Generalist models on Paperspace: Images, text, audio and video combined

A new class of deep learning called a generalist model is capable of running on images, text, audio, video and more all at the same time. Here we explore the capabilities of 3 of these models: Perceiver IO, Data2vec, and Gato. We show how to run Perceiver IO on Paperspace.

2 years ago   •   12 min read

By Nick Ball

Bring this project to life

What if instead of training lots of models for many different tasks, we only had to train one model? Then that model does all of our tasks.

While it sounds fanciful, there are examples already available where the same model can perform many different tasks, running on images, text, audio, video, and more.

Such generalist models (aka. generalist agents or multi-modal models) are becoming increasingly able to take on a large number of different use cases. This means that in the future we may not need to manage many models, but can run end-to-end artificial intelligence on just a few, or even one.

Simplifying end-to-end AI in this way would open it up to use by many more people, because the remaining model or models could potentially be put within easy-to-use no-code interfaces, while retaining their full problem-solving ability.

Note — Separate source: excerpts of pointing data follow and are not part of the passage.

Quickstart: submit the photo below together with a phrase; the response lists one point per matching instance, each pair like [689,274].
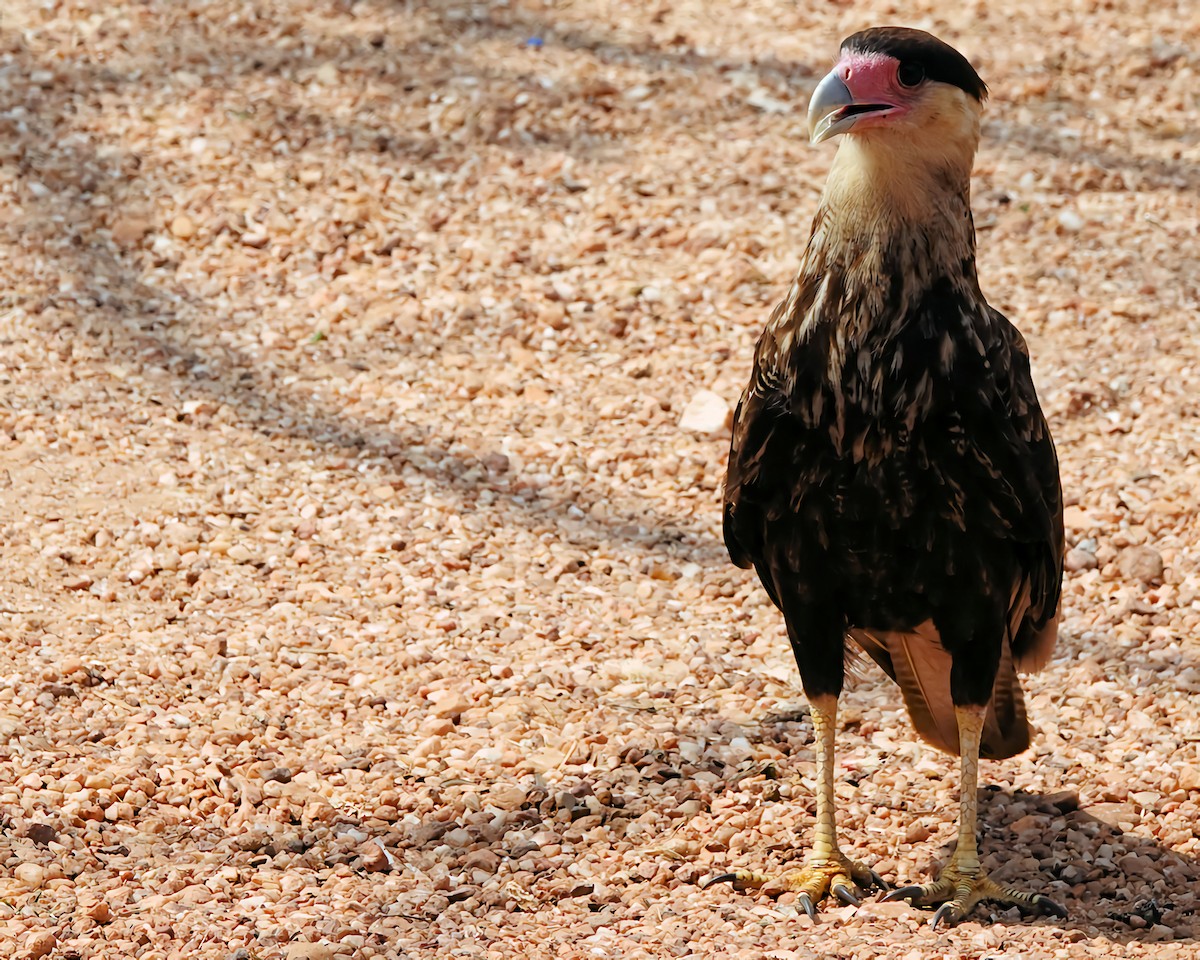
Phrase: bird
[892,477]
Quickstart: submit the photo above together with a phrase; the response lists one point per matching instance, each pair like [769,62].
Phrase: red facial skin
[871,78]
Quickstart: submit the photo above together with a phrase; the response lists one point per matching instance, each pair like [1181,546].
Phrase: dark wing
[763,407]
[1032,472]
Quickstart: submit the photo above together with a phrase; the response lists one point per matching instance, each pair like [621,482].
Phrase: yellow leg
[827,869]
[963,883]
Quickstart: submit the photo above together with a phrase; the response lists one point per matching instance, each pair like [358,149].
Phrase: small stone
[309,952]
[1141,563]
[40,945]
[1031,823]
[1071,221]
[1080,559]
[184,227]
[451,705]
[41,833]
[373,857]
[917,833]
[130,231]
[483,859]
[30,874]
[1065,801]
[1188,775]
[706,413]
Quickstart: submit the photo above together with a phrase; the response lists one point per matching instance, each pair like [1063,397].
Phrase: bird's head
[899,89]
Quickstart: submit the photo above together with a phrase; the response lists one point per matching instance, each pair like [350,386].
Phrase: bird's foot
[839,875]
[957,893]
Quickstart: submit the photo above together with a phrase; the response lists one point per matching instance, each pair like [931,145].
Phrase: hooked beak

So while we have not yet seen the one model to rule them all, it is worth exploring their current capabilities.

Here, we will review 3 of them:

  • Perceiver IO
  • Data2vec
  • Gato

and, specifically, we will show how to run Perceiver IO on Paperspace.

Perceiver IO and Gato are from DeepMind, and Data2vec is from Meta AI.

The days of true artificial general intelligence (AGI) are still some way off, but in future these may be remembered as taking some of the steps towards it.

Why are they general?

Each of the 3 models presented here differs in its details from the others, but the underlying idea that makes them general is that the data passed into them is converted into the same form regardless of input. So images, text, audio, etc., all get converted into the same underlying form that the models can then be trained on.

The models then output predictions on the data in this form that get converted back to actionable outputs in an inversion of the transformation used for the inputs.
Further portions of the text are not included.